The Pike, Lucy Hughes-Hallett

I picked up this biography knowing nothing of its subject, Gabriele d’Annunzio. It transpires that in his lifetime d’Annunzio was very well known and a truly successful writer of novels, plays and poetry. He worked on his own cult of celebrity and notoriety and had many lovers and mistresses, all of whom he would treat callously and cast aside when he felt that someone more exciting had caught his attention. A small and unattractive man, his fame and charm seemed enough to ensnare numerous beautiful women.

I found the character of d’Annunzio odious and repellent but Lucy Hughes-Hallett’s writing is very well crafted, engaging and readable.
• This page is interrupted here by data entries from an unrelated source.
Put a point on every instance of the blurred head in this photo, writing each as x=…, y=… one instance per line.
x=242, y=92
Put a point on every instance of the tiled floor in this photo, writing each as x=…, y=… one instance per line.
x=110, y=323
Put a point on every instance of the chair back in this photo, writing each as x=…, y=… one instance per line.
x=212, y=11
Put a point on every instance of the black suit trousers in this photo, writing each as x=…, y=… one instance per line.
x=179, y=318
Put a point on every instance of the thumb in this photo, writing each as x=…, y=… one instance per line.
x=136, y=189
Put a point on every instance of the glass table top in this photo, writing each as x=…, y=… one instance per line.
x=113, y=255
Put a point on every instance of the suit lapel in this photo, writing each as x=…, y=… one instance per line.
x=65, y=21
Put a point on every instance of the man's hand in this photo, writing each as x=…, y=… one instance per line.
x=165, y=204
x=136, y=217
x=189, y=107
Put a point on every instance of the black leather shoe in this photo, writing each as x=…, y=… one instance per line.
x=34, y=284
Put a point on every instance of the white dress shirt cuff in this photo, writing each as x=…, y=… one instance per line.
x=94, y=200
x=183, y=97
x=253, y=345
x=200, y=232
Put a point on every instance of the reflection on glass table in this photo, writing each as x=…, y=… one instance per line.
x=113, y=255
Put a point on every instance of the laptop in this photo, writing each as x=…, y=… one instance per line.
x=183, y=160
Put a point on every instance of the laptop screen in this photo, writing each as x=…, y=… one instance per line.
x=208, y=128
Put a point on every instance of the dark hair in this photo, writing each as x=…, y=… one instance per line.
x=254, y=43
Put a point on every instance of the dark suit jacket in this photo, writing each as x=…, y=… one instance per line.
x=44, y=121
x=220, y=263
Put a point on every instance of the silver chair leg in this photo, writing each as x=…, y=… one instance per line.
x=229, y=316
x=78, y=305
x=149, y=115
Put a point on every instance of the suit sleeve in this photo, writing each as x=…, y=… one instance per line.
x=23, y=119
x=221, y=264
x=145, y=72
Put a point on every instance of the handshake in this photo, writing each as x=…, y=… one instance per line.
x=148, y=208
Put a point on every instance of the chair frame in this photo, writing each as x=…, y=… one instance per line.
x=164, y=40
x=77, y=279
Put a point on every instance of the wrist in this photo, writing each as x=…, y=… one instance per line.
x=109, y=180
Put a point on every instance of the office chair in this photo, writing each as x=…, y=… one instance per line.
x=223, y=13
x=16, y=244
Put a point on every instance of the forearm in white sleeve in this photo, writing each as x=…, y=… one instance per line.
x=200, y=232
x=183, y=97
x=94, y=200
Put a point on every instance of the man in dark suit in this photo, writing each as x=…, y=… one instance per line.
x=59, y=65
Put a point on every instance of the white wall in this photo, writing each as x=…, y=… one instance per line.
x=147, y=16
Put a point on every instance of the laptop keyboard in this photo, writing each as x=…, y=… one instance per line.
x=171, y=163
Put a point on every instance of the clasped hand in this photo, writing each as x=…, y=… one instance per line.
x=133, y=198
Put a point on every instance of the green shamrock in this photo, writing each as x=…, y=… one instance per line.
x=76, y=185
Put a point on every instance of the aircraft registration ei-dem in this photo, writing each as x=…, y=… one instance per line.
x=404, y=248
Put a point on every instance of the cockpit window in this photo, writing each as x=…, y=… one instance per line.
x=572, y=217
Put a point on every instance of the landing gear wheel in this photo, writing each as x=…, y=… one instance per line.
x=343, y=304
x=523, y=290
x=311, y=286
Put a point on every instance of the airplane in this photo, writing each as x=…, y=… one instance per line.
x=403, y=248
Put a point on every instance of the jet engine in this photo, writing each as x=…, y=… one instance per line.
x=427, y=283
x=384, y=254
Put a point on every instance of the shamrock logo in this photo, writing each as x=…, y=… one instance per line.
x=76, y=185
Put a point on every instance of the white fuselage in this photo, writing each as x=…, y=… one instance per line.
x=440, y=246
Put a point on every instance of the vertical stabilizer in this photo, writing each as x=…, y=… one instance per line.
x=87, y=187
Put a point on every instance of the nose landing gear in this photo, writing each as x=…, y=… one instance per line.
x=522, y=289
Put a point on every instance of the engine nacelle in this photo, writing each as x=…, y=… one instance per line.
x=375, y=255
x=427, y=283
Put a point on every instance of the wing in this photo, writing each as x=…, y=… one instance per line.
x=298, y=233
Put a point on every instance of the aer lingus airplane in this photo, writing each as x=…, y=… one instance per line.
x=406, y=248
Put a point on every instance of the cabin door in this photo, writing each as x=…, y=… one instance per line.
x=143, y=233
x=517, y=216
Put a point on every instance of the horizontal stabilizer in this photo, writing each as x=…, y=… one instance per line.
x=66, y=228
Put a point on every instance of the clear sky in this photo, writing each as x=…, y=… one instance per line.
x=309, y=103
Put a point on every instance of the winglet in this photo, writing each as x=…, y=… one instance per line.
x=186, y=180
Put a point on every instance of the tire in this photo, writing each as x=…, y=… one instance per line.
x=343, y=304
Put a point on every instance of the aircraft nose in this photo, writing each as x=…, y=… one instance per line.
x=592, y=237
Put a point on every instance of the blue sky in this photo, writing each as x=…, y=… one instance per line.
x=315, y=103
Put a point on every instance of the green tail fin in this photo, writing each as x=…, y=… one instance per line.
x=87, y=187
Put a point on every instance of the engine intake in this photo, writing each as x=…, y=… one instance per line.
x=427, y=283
This is a book that I would recommend to anyone interested in the history of the time as d’Annunzio’s story is the backdrop to the rise of fascism in Italy and the rise of Mussolini.

Kate Hillesdon

Under Another Sky, Charlotte Higgins

An amusing non fiction work about Roman Britain written in a way that made me think. I was surprised to find a shortlisted prize book to be so readable and approachable. There is no question that this is an accurate work of serious Roman studies, but she populated it with such rounded characters that it made it accessible to an uninitiated reader as myself.

It would have been nicer to have had colour pictures and a colour cover. I feel it misrepresents the contents of the book and would maybe get it left on the shelves away from the browsing shopper or library reader.